= Wolfgang Wüster =

Herpetologist

Wolfgang Wüster (born 1964) is a herpetologist and Professor in Zoology at Bangor University, UK.

Wüster attained his bachelor's degree at the University of Cambridge in 1985 and his doctorate at the University of Aberdeen in 1990. His primary areas of research are the systematics and ecology of venomous snakes and the evolution of their venoms. He has authored approximately 180 scientific papers on varying herpetological subjects. Recent contributions have included descriptions of new species, especially of cobras, several studies into how natural selection drives the evolution of snake venoms, and demonstrating the likely vulnerability of Madagascar's native fauna to the skin toxins of the invasive Asian toad Duttaphrynus melanostictus. He was the scientific editor for The Herpetological Journal (2002–2009), the scientific publication of the British Herpetological Society.

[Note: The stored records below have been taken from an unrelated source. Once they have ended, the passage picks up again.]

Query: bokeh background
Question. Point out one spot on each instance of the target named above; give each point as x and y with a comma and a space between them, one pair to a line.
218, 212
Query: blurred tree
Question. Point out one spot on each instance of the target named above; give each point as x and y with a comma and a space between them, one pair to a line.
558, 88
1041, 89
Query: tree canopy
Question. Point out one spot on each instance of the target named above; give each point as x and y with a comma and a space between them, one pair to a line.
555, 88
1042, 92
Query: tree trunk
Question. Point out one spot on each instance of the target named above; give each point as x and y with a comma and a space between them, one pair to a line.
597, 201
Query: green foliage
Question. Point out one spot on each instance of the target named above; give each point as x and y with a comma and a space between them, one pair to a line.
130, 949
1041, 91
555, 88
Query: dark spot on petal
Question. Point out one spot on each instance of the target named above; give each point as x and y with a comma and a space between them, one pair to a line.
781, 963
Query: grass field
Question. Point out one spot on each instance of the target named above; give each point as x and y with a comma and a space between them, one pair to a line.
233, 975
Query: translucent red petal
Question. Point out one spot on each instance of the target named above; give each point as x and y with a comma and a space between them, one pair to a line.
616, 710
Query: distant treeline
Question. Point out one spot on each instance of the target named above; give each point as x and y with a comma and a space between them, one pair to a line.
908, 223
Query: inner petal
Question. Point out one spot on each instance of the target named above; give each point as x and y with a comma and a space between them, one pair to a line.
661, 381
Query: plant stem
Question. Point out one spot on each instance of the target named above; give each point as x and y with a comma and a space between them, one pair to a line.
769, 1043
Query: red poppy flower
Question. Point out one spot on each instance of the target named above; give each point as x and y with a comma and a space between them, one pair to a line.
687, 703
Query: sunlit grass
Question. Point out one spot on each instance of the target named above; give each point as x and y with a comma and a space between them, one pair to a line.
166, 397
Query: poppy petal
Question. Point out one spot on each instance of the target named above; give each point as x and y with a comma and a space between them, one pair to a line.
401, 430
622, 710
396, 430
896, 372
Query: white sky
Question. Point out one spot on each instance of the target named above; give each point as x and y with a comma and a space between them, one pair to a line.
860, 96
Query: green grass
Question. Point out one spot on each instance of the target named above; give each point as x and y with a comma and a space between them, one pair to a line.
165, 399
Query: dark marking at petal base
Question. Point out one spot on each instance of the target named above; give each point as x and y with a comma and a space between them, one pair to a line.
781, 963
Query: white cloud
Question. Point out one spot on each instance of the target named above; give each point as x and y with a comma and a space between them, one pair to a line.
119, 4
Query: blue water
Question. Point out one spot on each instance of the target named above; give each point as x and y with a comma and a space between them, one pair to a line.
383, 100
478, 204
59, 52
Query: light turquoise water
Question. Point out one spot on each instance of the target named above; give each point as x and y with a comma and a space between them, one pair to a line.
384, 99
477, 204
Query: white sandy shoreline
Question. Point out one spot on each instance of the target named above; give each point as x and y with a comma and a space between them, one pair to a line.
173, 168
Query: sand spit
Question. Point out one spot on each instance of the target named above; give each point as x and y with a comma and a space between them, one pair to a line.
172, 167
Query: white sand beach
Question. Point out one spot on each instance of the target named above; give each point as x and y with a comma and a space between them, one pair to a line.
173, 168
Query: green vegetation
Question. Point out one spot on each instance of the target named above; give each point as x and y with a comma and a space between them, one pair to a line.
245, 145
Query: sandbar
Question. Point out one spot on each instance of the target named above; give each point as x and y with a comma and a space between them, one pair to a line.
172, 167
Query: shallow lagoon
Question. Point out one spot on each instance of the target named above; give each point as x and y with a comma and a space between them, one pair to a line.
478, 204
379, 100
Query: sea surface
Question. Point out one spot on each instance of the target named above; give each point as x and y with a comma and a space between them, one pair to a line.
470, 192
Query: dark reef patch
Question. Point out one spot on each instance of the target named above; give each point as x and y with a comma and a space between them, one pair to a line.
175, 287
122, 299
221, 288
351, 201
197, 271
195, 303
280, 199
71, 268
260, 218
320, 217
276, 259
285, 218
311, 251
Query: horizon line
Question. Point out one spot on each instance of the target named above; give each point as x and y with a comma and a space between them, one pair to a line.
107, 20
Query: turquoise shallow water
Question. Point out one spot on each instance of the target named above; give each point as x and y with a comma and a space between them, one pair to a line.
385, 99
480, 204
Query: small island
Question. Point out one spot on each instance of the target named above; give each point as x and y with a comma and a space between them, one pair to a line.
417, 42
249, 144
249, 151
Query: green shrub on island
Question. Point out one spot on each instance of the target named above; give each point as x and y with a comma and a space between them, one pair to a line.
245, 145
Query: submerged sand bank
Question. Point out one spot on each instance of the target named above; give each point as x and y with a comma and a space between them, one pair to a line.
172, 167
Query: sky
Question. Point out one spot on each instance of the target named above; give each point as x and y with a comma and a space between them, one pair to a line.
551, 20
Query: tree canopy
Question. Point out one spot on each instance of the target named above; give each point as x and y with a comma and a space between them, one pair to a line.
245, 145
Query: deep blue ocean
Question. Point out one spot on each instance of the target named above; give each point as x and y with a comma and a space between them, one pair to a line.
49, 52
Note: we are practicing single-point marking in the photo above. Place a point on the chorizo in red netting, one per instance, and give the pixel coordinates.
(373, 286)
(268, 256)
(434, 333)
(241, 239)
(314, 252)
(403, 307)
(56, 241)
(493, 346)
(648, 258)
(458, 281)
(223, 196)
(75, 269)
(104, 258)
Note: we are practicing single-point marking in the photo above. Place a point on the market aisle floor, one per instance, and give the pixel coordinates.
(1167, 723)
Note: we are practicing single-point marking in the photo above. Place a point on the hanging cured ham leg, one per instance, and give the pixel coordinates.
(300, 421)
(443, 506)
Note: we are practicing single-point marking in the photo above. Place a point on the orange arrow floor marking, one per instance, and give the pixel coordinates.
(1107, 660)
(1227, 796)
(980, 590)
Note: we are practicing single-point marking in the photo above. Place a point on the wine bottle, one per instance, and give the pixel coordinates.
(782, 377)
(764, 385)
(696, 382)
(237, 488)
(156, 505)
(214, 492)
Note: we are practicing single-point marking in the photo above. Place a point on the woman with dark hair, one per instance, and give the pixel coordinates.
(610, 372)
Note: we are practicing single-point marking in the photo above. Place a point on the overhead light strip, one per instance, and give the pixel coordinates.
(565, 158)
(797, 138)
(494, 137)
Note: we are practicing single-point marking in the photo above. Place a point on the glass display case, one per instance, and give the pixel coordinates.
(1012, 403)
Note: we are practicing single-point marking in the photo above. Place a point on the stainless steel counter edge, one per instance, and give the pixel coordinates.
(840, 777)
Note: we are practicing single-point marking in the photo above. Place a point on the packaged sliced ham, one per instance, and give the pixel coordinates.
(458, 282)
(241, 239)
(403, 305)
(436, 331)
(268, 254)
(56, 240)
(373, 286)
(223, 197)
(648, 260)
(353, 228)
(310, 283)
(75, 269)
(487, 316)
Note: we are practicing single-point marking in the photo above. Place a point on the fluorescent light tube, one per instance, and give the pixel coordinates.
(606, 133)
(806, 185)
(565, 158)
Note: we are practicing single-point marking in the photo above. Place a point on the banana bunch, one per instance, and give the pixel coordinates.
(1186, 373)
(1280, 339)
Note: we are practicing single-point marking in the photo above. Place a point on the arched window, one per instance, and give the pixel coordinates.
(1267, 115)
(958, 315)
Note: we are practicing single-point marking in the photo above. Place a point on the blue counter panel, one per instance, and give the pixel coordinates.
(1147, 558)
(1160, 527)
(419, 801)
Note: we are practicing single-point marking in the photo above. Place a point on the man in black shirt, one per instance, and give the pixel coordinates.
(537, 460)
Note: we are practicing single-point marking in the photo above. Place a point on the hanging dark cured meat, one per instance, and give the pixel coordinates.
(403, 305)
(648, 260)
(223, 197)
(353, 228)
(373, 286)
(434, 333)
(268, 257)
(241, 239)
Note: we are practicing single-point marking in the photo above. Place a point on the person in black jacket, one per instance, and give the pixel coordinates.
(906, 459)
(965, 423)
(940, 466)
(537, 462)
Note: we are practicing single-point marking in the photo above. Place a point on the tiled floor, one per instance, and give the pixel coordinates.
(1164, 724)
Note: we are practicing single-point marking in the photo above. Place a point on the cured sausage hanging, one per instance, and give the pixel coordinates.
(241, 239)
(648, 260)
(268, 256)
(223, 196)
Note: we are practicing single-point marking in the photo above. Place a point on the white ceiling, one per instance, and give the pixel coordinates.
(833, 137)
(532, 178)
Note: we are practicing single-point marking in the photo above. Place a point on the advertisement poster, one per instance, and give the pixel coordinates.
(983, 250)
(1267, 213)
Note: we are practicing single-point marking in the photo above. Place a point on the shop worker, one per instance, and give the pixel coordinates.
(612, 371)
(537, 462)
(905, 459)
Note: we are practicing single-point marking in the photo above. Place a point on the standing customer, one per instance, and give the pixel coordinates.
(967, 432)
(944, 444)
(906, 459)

He has participated in the description of the following taxa:

- Naja mandalayensis Slowinski & Wüster 2000.
- Drymarchon caudomaculatus Wüster, Yrausquin & Mijares-Urrutia 2001.
- Lycodon cardamomensis Daltry & Wüster 2002.
- Naja nubiae Wüster & Broadley 2003.
- Naja ashei Wüster & Broadley 2007.
- Naja senegalensis Trape, Chirio & Wüster 2009.
- Subgenus Afronaja Wallach, Wüster & Broadley 2009.
- Acanthophis cryptamydros Maddock, Ellis, Doughty, Smith & Wüster 2015.
- Naja guineensis Broadley, Trape, Chirio, Ineich & Wüster 2018.
- Naja savannula Broadley, Trape, Chirio & Wüster 2018.
- Hemachatus nyangensis Reissig, Major, Renk, Barlow, Paijmans, Morris, Hofreiter, Broadley & Wüster 2023.
- Ophiophagus salvatana Gowri Shankar, Das & Wüster 2024.